There is only one elementary school classmate whose name I remember almost eight decades later.
His name was Arthur.
He was Black. He and the only other Black child, a girl, sat together at the back of our third-grade classroom in Spring Valley, N.Y. He dressed very neatly and almost never spoke up, but he was constantly being picked on by the others.
There came a day that I did, too.
Something was missing. I called out, “Maybe Arthur took it.” There was no reason to say that, except that Arthur seemed to get blamed for everything.
I did not know why.
Now, it’s obvious.
I will take to my grave the guilty memory of the fear and hurt on his face.
I managed to stow it in the back of my mind, not thinking about it for the next dozen years or so, while I grew to flatter myself that I was free of prejudices.
What made me recall the incident was a provocative assignment from a remarkable sociology professor at Florida State University, Lewis M. Killian.

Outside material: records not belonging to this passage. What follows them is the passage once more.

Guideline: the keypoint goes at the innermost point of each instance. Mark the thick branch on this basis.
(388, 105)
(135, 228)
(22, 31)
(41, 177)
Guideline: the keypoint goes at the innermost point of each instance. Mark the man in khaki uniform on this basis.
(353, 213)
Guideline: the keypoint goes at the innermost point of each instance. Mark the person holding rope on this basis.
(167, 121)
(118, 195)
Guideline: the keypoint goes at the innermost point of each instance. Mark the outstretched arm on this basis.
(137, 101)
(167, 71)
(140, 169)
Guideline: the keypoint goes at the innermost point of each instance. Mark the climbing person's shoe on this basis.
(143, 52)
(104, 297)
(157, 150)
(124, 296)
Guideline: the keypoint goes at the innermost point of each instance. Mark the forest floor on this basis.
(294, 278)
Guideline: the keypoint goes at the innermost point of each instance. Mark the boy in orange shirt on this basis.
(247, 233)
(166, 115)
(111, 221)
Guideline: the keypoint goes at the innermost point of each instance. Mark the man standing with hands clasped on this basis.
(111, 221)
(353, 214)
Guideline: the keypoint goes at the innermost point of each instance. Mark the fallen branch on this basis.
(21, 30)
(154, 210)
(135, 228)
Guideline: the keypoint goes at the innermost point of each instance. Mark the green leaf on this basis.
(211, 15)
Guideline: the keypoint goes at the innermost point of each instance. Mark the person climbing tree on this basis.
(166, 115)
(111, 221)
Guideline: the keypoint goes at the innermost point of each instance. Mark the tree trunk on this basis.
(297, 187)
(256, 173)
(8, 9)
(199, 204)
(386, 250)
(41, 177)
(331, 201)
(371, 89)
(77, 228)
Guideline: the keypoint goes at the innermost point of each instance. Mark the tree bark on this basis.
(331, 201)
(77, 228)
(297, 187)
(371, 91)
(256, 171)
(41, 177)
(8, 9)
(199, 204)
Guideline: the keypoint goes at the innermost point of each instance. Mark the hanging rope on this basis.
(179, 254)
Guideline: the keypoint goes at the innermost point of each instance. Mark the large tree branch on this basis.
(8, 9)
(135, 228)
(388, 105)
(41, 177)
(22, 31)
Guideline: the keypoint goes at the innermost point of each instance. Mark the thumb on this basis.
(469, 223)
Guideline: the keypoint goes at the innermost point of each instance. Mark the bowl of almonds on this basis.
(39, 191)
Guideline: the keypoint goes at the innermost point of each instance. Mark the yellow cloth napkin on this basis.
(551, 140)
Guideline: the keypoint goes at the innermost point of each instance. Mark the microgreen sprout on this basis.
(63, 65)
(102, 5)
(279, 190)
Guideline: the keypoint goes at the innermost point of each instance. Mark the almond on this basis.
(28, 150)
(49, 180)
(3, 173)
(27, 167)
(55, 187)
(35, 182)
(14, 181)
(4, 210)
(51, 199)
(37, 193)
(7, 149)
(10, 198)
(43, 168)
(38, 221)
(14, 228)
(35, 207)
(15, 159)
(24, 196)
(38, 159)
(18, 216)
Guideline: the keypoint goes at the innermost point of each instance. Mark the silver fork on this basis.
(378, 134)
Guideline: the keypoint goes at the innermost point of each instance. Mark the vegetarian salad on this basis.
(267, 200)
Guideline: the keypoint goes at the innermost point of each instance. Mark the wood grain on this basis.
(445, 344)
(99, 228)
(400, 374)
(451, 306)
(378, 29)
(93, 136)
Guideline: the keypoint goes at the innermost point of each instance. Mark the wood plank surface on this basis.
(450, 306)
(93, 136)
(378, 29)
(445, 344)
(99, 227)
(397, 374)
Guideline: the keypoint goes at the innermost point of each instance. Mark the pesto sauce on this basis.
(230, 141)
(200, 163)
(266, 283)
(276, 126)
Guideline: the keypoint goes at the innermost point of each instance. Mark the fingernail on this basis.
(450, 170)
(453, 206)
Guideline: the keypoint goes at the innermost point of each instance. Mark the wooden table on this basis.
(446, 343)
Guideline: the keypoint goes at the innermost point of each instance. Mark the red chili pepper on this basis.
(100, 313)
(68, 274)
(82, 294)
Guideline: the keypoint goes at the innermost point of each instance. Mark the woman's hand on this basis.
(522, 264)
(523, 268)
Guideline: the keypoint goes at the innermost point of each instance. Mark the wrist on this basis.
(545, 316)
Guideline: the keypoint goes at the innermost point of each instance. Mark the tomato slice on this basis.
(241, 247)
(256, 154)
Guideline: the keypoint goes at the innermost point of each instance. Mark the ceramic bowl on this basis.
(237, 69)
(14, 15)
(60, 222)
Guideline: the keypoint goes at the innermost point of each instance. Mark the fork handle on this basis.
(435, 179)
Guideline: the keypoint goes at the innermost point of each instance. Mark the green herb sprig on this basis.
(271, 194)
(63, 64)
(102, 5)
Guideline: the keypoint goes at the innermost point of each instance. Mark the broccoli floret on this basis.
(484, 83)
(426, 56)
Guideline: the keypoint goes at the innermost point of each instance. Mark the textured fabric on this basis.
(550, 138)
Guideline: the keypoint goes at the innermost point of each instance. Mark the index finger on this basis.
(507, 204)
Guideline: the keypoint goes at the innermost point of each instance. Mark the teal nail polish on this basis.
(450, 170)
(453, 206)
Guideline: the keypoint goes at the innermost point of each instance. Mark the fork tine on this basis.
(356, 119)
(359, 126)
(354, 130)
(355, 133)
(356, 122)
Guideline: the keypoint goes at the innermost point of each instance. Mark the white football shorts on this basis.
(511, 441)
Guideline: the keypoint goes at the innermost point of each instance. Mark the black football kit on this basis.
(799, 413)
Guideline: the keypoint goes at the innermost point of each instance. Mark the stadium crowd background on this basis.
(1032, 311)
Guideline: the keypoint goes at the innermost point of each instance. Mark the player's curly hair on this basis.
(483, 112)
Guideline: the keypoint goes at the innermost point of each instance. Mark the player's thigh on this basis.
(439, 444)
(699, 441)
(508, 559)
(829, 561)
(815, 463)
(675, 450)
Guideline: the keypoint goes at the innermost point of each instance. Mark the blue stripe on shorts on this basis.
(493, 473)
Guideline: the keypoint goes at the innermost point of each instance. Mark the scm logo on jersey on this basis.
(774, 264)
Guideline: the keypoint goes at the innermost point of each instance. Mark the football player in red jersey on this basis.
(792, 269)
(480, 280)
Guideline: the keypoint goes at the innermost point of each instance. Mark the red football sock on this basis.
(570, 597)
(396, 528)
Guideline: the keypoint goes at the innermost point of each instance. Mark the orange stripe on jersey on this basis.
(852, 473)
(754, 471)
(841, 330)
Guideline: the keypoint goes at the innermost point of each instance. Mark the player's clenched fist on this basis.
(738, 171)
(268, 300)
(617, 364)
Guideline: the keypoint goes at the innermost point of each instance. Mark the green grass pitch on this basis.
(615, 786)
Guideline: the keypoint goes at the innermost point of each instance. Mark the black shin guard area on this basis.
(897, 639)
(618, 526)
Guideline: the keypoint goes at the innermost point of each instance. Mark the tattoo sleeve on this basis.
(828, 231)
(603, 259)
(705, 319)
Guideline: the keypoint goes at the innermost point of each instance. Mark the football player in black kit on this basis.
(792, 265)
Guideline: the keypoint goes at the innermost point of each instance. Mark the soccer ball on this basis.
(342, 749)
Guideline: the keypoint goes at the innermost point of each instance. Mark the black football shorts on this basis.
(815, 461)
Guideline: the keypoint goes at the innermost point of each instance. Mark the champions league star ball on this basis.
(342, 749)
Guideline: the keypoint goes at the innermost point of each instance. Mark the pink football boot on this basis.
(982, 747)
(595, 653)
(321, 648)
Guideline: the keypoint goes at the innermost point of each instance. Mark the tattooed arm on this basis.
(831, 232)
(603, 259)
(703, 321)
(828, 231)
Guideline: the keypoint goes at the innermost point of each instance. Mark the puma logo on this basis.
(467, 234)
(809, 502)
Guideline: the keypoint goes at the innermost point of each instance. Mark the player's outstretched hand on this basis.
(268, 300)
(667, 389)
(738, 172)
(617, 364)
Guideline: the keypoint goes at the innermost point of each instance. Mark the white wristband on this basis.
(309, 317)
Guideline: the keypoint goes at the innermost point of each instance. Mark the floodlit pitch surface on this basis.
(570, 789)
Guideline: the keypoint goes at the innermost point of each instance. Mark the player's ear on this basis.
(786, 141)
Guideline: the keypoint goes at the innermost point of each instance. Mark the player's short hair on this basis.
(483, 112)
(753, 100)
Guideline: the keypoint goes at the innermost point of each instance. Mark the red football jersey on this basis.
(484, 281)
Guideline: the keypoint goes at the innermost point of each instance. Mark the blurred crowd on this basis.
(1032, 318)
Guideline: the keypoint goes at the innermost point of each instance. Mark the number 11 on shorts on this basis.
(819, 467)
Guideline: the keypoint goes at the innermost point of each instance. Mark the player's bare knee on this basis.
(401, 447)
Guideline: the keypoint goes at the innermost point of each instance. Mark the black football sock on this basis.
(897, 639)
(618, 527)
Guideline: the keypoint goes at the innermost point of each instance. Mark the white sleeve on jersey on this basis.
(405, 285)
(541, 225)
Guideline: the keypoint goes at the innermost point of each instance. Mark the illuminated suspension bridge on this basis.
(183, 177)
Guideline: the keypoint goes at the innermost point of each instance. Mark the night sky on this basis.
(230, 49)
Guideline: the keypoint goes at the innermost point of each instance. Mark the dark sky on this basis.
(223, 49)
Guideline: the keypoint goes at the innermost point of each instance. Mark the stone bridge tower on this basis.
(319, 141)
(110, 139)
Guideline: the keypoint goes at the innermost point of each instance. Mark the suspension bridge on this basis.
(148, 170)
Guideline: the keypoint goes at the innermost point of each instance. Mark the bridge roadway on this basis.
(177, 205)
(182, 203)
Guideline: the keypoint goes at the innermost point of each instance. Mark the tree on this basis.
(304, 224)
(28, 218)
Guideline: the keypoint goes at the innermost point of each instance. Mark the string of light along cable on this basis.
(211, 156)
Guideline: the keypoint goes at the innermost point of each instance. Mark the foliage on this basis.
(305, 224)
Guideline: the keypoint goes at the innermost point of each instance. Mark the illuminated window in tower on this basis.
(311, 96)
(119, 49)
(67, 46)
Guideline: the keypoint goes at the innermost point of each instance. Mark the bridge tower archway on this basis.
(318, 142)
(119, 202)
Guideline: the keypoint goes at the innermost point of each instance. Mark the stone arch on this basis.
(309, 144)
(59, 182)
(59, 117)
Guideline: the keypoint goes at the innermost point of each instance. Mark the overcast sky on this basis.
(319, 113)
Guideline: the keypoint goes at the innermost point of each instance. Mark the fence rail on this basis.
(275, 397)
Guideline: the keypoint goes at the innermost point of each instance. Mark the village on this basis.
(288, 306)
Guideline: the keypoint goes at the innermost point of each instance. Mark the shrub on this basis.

He taught a popular course on race relations. Classroom debates were very lively. Florida was still fighting desegregation. It would be another six years before FSU enrolled any Black students.
It came time to write a term paper. We were to describe in confidence everything we had ever felt about Blacks. All the way back.
Killian assured us that nobody but him would read those papers. He never discussed them in class.
The exercise had been, as he intended, a powerful teaching moment. It was for me.
It exposed the insidious influence of latent prejudice even among people who think they’re above it.
No one in my family had ever bad-mouthed Black people.
I can’t remember any of those other children doing it overtly.
And yet their latent and not-so-latent biases came out in their treatment of Arthur.
And, consequently, in mine.
I first wrote about this experience in 1992, in the context of a school desegregation issue.
I am writing it now because of Gov. Ron DeSantis. If his self-styled Stop-WOKE Act had been in force then, I probably could have sued Lew Killian for making me feel badly about myself, and he would have been fired.
More likely, he would not have taught the course at all, and he would have left Florida as soon as the Legislature passed the bill.
It would have been as impossible then as it is now to teach American history, civics or race relations without mentioning the three-century history of anti-Black racism in America, how it took root as an excuse for slavery, and how it continues to affect how Americans treat each other today.
The DeSantis law (HB 7 in 2022) is a baited trap for anyone who would try to teach any of that honestly.
Consider what the law says teachers must avoid. It applies even to the sensitivity training programs at private businesses.
No one must be made to feel that “a person, by virtue of his or her race, color, sex or national origin, bears personal responsibility for and must feel guilt, anguish, or other forms of psychological distress because of actions in which the person played no part committed in the past by other members of the same race, color, national origin, or sex.”
That draws a blurry line easily crossed, as U.S. District Judge Mark Walker recognized in his 138-page order banning its enforcement on college campuses — an order the DeSantis administration is appealing. Walker called that part of the law “positively dystopian.”
DeSantis’ alternative history and censorship are prevailing in public schools. A book about the baseball hero Roberto Clemente, who died in a plane crash on a humanitarian mission, was off Duval County’s shelves for a year because it mentioned, altogether truthfully, that he had experienced racism.
As a privileged white person, and as a patriot, I damn well should feel responsible, guilty and anguished for not having done enough to make the laws truly colorblind or to make race prejudice as taboo as profanity in a house of worship.
Killian was born and raised in Georgia and had an accent to prove it. He was faculty adviser to the Kappa Alpha fraternity chapter at FSU, which I made fun of in a student newspaper column for the ways it celebrated the Confederacy. When a student in his class said I had no right to write such things, Killian rebuked him sharply.
“Don’t you ever say in my class that someone doesn’t have a right to write something,” Killian responded.
How far backward have we gone since then?